Ich tue es mir in diesem Fall an, weil ich wirklich wissen will, ob es funktioniert. Wir haben etwas angefangen, aber nicht zu Ende gebracht. Daher habe ich diese zweite Staffel zugesagt. Ich möchte sehen: Läuft die App-Show oder läuft sie nicht? Funktioniert Interaktivität mit dem Zuschauer? Oder wird das von uns völlig überbewertet? Diese Möglichkeit besteht. "Interaktiv" ist hipp, alles muss von sozialen Netzwerken begleitet werden. Aber ich glaube: Wir machen immer noch Programm für eine schweigende Mehrheit. Das sind die, die nicht Twitter, Facebook oder WhatsApp nutzen. Soziale Netzwerke finde ich persönlich total gut und nutze die auch gerne. Aber viele tun das eben noch nicht. Ist es für diese Zuschauer dann Irritation, was wir da machen, oder sehen sie es als Chance, mal eine App auszuprobieren? Das Quizduell ist ein Experiment. Genau deswegen tue ich mir das an! (lacht).

Primetime-Sendungen pausieren dann…
Ja, das ist ganz logisch. In dieser Zeit geht nichts anderes. Allein schon, weil man örtlich gebunden ist. Es ist nicht der Arbeitsaufwand. Die Frage wird mir ganz oft gestellt: Wieso machst Du eine tägliche Live-Sendung? Diese Frage würde man niemals der Friseurin an der Ecke stellen, die sechs Tage in der Woche am Stuhl steht. Ich gehe jetzt fünf Tage in der Woche zu geregelten Zeiten arbeiten und mache eine Dreiviertelstunde Programm. Da wird jeder Arbeitende in Deutschland berechtigterweise wenig Mitleid mit mir haben.

«Quizduell» wird auf dem Studio Hamburg-Gelände produziert, Produzent sind die ITV Studios Germany in Köln, Ihre Hamburger Produktionsfirma Herr P. übernimmt redaktionelle Aufgaben. Wünschen Sie sich als Produzent nicht mehr Primetime-Shows in Ihrer Heimatstadt Hamburg?
Wir haben in Hamburg das Problem, dass ein großes Primetime-taugliches Fernsehstudio mit mehreren hundert oder sogar mal tausend Zuschauern fehlt. Das wäre für den Medienstandort Hamburg schon klasse. Heute müssen wir nach Berlin, Köln oder München ausweichen. Das ist schade, zumal ich heute am liebsten im eigenen Bett schlafe - vielleicht liegt das am Alter. (lacht)

Lesen Sie auf der nächsten Seite: Jörg Pilawa über Quotendruck, «Wetten, dass..?» und die Zukunft des Deutschen Fernsehpreises.

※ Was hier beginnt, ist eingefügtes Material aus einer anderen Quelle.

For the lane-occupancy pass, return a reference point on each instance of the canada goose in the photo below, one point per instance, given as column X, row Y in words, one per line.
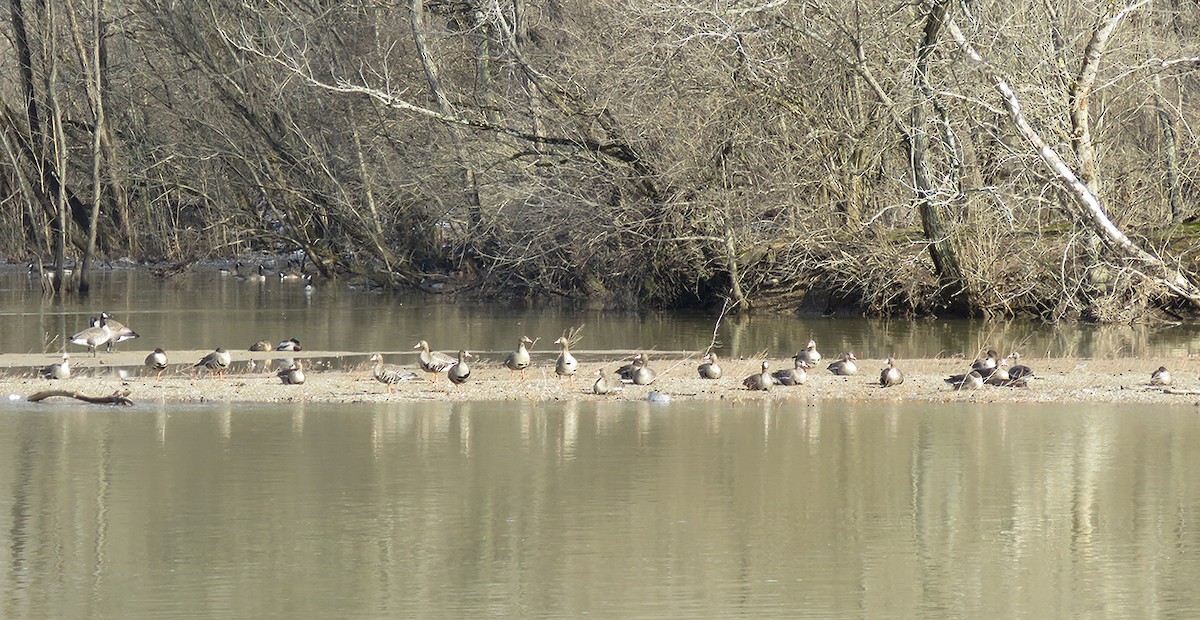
column 708, row 367
column 432, row 362
column 216, row 361
column 760, row 380
column 891, row 375
column 292, row 374
column 845, row 366
column 519, row 360
column 459, row 372
column 157, row 361
column 389, row 374
column 93, row 336
column 565, row 365
column 59, row 369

Welche Rolle spielt der Quotendruck?
In unserem Job hast Du immer Druck. Wir machen Fernsehen und am nächsten Tag um 8.30 Uhr gibt es die Quote. Immer mehr Kollegen sagen: Quote interessiert mich nicht, das spielt keine Rolle. Ich sehe das als Unterhalter anders. Ich möchte möglichst viele Menschen erreichen. Ob das gelungen ist, sehe ich anhand der Quote. Ich kenne interessanterweise niemanden, egal, ob er Unterhaltung, Information, Dokumentationen oder fiktionales Programm macht, der sich über eine echt gute Quote geärgert hat (lacht). Deshalb ist es blödsinnig zu sagen: Die Quote ist egal. Das glaube ich keinem.

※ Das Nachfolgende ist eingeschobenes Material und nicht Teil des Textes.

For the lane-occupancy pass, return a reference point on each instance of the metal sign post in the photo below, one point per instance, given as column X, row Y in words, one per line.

Seitens der ARD gibt es also keine Vorgaben?
Nein, Vorgaben gibt es nicht. Das schlimmste, was Dir passieren kann, ist, dass Du etwas machst, das weniger erfolgreich ist, als das, was vorher auf dem Platz lief. Dann hast Du ein Problem – berechtigterweise.

Gerade auf diesem Sendeplatz mit der großen «Verbotene Liebe»-Fanbase…
…kann es schwierig werden. Übrigens, ich finde es gut, dass man da eine Lösung gefunden hat. «Verbotene Liebe» finde ich schon deshalb ein tolles Format, weil es so extrem lange läuft. Eine Marke, die erhalten werden sollte. Daher finde ich die Lösung mit der Weekly-Programmierung großartig.

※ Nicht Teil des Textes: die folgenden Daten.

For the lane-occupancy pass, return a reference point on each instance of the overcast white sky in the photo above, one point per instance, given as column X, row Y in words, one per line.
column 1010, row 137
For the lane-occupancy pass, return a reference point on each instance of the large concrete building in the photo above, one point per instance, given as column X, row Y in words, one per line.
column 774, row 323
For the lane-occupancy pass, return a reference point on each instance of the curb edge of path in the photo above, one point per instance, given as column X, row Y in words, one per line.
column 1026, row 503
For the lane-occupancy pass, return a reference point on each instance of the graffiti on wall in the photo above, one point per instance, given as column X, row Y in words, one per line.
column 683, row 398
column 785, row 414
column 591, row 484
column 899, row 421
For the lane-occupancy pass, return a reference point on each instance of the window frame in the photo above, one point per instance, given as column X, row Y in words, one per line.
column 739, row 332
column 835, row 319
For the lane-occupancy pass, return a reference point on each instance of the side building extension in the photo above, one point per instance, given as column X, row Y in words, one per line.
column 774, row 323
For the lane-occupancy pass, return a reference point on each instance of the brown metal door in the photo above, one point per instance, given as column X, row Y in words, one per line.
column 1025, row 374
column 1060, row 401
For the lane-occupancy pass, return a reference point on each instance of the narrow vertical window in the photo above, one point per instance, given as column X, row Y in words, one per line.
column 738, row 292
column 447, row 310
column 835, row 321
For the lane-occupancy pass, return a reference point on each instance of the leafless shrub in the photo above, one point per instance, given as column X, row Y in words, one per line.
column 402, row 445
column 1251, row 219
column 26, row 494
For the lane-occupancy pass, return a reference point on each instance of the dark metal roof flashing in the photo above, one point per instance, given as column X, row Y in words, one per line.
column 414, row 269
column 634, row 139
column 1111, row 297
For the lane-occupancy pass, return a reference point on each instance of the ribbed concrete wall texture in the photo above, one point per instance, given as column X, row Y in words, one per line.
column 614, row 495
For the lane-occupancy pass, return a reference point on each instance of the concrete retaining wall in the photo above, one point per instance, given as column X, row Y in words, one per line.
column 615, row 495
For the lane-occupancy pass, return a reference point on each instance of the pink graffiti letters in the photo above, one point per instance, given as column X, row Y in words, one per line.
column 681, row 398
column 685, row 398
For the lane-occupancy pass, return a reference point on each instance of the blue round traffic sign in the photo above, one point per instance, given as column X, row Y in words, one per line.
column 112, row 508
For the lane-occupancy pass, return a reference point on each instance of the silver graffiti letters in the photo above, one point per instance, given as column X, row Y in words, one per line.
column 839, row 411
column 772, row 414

Passenderweise moderieren Sie im Herbst eine ARD-«Eurovisions-Quizshow» – wieder mit App…
Ja, das ist das andere Extrem (lacht). «Quizduell» ist eine serielle Produktion und total durchgeplant. Das andere ist eine «Eurovisionssendung» mit Deutschland, Schweiz, Österreich. Die ganzen Nationen sollen bei diesem Event mitspielen. Natürlich erhoffen wir uns mit dieser App enorm viel Traffic zu generieren. Die Zuschauer spielen ja schließlich für ihr Land. Wie schlägt sich also zum Beispiel Deutschland gegen Österreich? Können wir Leute animieren, abends um 20.15 Uhr live mitzuspielen? Spielen mehr Schweizer per App mit als Österreicher oder Deutsche? Das finde ich ein spannendes Experiment.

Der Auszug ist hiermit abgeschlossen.